Information technology management – “HUD has not demonstrated that it has the capacity to effectively plan for and manage IT projects.”

Human capital management – “HUD has made progress in developing new human capital plans and mostly followed key principle and practices for strategic workforce planning, succession planning, and training planning.”

Financial management – “HUD did not follow seven of eight key practices for financial management.”

Acquisition management – “HUD partially followed key practices for acquisition relating to organizational alignment and human capital.”
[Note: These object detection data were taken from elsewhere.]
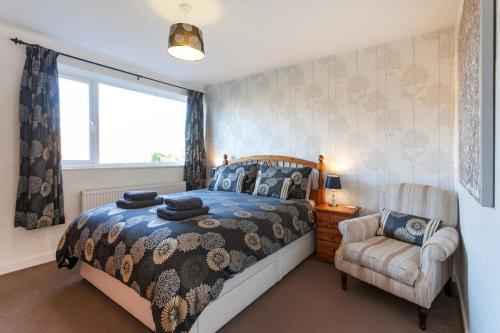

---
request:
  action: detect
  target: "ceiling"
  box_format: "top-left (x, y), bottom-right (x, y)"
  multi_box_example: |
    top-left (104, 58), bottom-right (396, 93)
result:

The report recommends that HUD take the following eight actions:

  1. Link HUD’s goals and objectives with federal priority goals;
  2. Describe why HUD’s goals were not met and HUD’s plans for achieving them;
  3. Establish procedures and time frames to reach out to Congress and stakeholders to ensure that the strategic plan meets statutory requirements;
  4. Establish a process and schedule to review and update HUD’s human capital strategic plan; strategic workforce plan; and succession plan;
  5. Establish a process and schedule to update policies and procedures to help ensure that policies and procedures for key management functions remain current and complete;
  6. Formalize lines of communication between the Chief Information Officer and the agency head;
  7. Designate entities within program offices for fraud risk management activities; and
  8. Develop written policies for conducting program evaluations.

Thanks to PHADA for bringing this report to our attention.

The full report can be found here. The PDF can be found here.

The highlights page can be found here.